La contestazione riguarda il comma 7 dell’articolo 87 dello Statuto di Roma, che è stato istituito dalla stessa Corte. E si tratta, come sarebbe avvenuto nel caso dell’Italia, della mancata adesione a una richiesta di cooperazione della Corte, che è obbligatoria. Una violazione «non prevista dallo statuto» che avrebbe impedito così alla Corte penale internazionale di esercitare le sue funzioni e i suoi poteri.
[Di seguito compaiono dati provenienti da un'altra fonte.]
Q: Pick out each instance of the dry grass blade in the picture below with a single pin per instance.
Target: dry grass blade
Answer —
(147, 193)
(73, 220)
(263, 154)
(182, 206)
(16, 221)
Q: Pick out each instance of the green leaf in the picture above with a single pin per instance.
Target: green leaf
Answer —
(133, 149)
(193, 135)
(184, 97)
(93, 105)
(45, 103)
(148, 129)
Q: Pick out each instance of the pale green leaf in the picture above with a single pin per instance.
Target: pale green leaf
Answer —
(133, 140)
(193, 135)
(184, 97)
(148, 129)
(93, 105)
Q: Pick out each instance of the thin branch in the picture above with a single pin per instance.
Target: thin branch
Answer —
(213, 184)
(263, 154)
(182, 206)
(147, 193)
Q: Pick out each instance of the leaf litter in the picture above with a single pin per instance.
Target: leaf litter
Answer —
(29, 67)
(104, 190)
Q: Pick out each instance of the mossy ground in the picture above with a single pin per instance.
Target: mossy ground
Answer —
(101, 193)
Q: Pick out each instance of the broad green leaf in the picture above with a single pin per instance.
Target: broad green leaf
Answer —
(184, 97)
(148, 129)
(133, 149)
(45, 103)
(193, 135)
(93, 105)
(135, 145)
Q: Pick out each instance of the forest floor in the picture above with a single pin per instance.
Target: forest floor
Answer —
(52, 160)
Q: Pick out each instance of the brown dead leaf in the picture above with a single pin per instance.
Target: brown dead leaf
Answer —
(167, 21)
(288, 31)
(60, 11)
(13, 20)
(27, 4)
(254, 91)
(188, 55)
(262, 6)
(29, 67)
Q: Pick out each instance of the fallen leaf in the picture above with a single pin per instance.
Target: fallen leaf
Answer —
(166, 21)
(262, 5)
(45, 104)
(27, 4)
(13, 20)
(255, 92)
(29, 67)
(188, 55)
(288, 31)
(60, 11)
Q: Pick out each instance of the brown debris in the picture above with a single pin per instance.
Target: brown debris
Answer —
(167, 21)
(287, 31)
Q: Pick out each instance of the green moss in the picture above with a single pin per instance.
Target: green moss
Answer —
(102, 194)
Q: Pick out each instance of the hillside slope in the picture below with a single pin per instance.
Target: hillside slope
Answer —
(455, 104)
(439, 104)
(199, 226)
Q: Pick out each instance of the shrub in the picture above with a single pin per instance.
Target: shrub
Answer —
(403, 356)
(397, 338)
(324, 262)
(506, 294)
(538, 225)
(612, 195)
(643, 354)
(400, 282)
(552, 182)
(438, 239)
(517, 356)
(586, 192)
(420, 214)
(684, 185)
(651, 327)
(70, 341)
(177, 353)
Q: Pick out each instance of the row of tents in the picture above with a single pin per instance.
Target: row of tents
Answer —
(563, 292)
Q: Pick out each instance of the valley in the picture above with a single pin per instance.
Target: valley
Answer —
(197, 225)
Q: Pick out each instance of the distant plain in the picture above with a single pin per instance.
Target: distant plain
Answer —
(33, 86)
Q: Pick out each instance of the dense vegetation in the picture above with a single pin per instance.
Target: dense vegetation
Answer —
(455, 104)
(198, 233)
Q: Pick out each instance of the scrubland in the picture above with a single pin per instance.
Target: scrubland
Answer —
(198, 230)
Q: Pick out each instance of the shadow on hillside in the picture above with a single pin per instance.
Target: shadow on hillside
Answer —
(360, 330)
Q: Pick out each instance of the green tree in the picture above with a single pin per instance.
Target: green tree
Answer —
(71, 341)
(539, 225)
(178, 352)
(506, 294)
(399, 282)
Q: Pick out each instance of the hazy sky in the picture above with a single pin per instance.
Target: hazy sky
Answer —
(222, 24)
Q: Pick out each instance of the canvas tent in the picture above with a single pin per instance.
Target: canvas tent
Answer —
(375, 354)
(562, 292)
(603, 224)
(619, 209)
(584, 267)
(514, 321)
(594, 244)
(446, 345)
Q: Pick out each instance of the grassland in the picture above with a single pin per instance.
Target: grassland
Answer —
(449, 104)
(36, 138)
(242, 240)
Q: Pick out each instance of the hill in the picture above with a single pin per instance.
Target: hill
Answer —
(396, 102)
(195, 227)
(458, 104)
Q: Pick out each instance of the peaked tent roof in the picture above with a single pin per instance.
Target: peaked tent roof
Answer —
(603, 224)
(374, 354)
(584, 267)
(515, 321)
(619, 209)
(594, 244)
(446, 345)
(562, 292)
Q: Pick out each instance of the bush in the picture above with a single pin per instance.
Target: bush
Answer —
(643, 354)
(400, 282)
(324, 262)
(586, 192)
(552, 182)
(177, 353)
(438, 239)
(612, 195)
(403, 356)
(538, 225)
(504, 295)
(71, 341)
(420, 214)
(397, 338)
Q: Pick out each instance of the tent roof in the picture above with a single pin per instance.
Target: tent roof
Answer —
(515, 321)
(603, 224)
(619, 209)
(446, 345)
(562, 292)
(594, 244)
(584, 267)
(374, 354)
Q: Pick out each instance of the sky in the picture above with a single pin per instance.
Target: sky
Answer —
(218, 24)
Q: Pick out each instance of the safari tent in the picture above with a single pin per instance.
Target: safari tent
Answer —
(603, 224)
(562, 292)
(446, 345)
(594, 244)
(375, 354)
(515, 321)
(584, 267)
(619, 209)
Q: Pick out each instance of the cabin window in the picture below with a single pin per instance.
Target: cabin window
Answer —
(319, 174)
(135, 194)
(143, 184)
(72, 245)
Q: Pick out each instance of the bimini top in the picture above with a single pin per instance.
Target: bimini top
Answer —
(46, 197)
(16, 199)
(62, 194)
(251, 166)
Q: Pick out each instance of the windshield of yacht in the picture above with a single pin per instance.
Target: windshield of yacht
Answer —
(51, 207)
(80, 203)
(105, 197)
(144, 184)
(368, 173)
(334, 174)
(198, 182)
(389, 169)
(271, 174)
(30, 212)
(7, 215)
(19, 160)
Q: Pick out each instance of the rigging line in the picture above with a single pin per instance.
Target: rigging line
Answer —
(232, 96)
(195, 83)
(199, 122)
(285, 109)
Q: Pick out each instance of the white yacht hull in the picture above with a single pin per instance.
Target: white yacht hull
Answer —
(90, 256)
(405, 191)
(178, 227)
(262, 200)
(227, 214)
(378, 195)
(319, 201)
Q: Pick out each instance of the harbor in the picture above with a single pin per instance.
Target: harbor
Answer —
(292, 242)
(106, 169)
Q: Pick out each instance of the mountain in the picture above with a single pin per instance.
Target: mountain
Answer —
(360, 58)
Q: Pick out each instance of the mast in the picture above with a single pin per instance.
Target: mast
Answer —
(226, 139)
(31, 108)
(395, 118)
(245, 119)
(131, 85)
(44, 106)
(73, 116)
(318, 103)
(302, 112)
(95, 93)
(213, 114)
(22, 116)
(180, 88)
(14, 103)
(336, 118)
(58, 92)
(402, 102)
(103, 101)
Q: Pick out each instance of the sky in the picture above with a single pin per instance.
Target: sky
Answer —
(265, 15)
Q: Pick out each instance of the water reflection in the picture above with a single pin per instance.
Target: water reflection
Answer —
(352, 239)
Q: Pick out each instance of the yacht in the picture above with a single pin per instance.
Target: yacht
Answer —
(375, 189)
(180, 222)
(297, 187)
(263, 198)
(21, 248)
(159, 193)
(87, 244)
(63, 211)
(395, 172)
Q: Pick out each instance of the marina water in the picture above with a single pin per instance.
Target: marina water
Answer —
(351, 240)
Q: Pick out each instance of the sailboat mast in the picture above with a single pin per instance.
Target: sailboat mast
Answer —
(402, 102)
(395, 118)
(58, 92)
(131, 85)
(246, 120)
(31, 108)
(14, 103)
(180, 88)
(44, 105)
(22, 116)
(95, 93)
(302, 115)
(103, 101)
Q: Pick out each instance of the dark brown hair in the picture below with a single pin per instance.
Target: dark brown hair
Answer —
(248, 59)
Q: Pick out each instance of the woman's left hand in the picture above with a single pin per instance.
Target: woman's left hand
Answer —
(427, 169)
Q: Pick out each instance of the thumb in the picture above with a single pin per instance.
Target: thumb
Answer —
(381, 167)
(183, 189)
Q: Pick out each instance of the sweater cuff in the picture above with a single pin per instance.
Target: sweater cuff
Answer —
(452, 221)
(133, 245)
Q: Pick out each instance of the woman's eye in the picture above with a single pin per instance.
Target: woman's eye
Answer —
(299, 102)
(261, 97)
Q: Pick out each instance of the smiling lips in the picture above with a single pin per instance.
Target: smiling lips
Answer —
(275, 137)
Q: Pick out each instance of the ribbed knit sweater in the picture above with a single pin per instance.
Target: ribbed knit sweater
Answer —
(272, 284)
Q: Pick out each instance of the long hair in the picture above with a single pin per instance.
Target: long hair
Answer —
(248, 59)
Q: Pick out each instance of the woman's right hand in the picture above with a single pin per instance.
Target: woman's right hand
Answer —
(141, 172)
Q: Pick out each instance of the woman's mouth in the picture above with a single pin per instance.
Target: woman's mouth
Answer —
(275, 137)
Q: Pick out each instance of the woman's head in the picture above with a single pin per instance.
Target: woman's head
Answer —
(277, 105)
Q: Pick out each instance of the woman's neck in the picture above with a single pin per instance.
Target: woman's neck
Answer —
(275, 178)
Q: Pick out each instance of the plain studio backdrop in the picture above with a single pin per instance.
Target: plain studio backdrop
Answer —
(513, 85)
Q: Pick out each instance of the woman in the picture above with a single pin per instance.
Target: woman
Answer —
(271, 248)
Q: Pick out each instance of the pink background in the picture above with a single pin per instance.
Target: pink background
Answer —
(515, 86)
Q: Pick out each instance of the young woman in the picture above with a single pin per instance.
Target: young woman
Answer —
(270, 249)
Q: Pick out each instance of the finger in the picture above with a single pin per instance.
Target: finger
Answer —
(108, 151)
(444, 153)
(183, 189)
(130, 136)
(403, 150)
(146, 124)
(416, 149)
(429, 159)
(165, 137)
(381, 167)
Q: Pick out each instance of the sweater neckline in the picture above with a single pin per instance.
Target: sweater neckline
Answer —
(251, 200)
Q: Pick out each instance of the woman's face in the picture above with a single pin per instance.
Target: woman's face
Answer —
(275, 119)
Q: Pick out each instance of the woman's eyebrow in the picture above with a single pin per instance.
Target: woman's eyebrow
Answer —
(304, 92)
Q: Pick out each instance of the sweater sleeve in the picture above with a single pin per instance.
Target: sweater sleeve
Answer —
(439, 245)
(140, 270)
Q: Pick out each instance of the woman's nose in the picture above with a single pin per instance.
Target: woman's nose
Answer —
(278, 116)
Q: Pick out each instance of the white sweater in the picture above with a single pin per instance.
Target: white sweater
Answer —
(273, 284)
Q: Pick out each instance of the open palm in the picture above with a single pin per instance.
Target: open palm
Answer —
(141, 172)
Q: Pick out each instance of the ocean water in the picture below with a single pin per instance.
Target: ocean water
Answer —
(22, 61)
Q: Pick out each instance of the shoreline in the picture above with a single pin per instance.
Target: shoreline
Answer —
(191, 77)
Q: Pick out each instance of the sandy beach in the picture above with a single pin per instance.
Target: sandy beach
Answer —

Al termine delle valutazioni preliminari i magistrati possono prenderne atto e decidere di investire del caso l’Assemblea degli Stati parte oppure il Consiglio di sicurezza dell’Onu, su mandato del quale era stata avviata l’indagine sulla situazione in Libia e quindi sul generale Almasri, accusato di avere commesso crimini contro l’umanità a partire almeno dal 2015. È proprio il Consiglio di sicurezza, infatti, ad avere giurisdizione sulla Libia in virtù di una risoluzione del 26 febbraio 2011 che sancisce un obbligo di cooperazione. Dal canto suo il governo chiede alla Corte dell’Aia di avviare delle consultazioni funzionali a una comune riflessione sulle criticità che hanno connotato il caso Almasri per scongiurare il ripetersi di situazioni analoghe.

LA DENUNCIA

Quanto alla denuncia presentata da un cittadino sudanese, rifugiato in Francia, che è stato detenuto nella prigione di Tripoli e vittima, insieme alla moglie, delle torture del generale, la Corte non commenta. «Sono stati segnalati casi di richieste presentate al procuratore capo della Corte penale internazionale per aprire fascicoli contro individui ai sensi dell’articolo 70» (reati contro l’amministrazione della giustizia ndr). Il riferimento è all’esposto presentato nei confronti della premier Giorgia Meloni e dei ministri della Giustizia e dell’Interno per il caso Almasri. «Su questa questione separata – spiega la Corte -, l’ufficio del procuratore ha indicato che, ai sensi dello Statuto di Roma, il trattato istitutivo della Cpi, qualsiasi individuo o gruppo da qualsiasi parte del mondo può inviare informazioni al procuratore».

IL CONTESTO

Un bivio delicato per la Corte. Se i giudici dovessero ritenere l’Italia responsabile di mancata collaborazione, il caso non resterebbe confinato all’Aia – che esercita giurisdizione sulla Libia in virtù di una risoluzione dello stesso organo esecutivo dell’Onu – ma finirebbe dritto a New York, dove la Cpi è sempre più sotto il fuoco di Donald Trump. Archiviato il rammarico di rito davanti all’assedio del presidente americano alla giustizia internazionale, dal canto suo l’Europa si prepara a «nuove mosse» per blindare la Corte e i suoi giudici dalle sanzioni finanziarie e sui visti minacciate dalla Casa Bianca. L’arma pronta a essere sfoderata è lo scudo legale, in gergo «statuto di blocco», aggiornato nel 2018 per proteggere le aziende del continente dalle sanzioni contro l’Iran imposte dalla prima amministrazione Trump. La decisione, da maturare nei prossimi giorni, potrebbe spaccare il fronte europeo nel solco di quanto avvenuto la scorsa settimana al momento della firma del testo dell’Onu a sostegno della Cpi. Un documento benedetto da Ursula von der Leyen ma con l’Italia unica tra le big a sfilarsi insieme a Ungheria, Austria, Repubblica Ceca e Ungheria.

LE REAZIONI

Sull’apertura del fascicolo le opposizioni tornano all’attacco. Angelo Bonelli, co-portavoce di Europa Verde e parlamentare Avs, commenta: «L’apertura di un fascicolo da parte della Corte penale internazionale, sulla mancata osservanza da parte dell’Italia di una richiesta di cooperazione per l’arresto e la consegna del torturatore e stupratore Almasri, conferma quanto grave sia stato l’operato del governo, che ha violato lo Statuto di Roma. Più volte il governo Meloni ha cercato di delegittimare la Corte con attacchi violenti e volgari, schierandosi di fatto dalla parte dei carnefici e non delle vittime».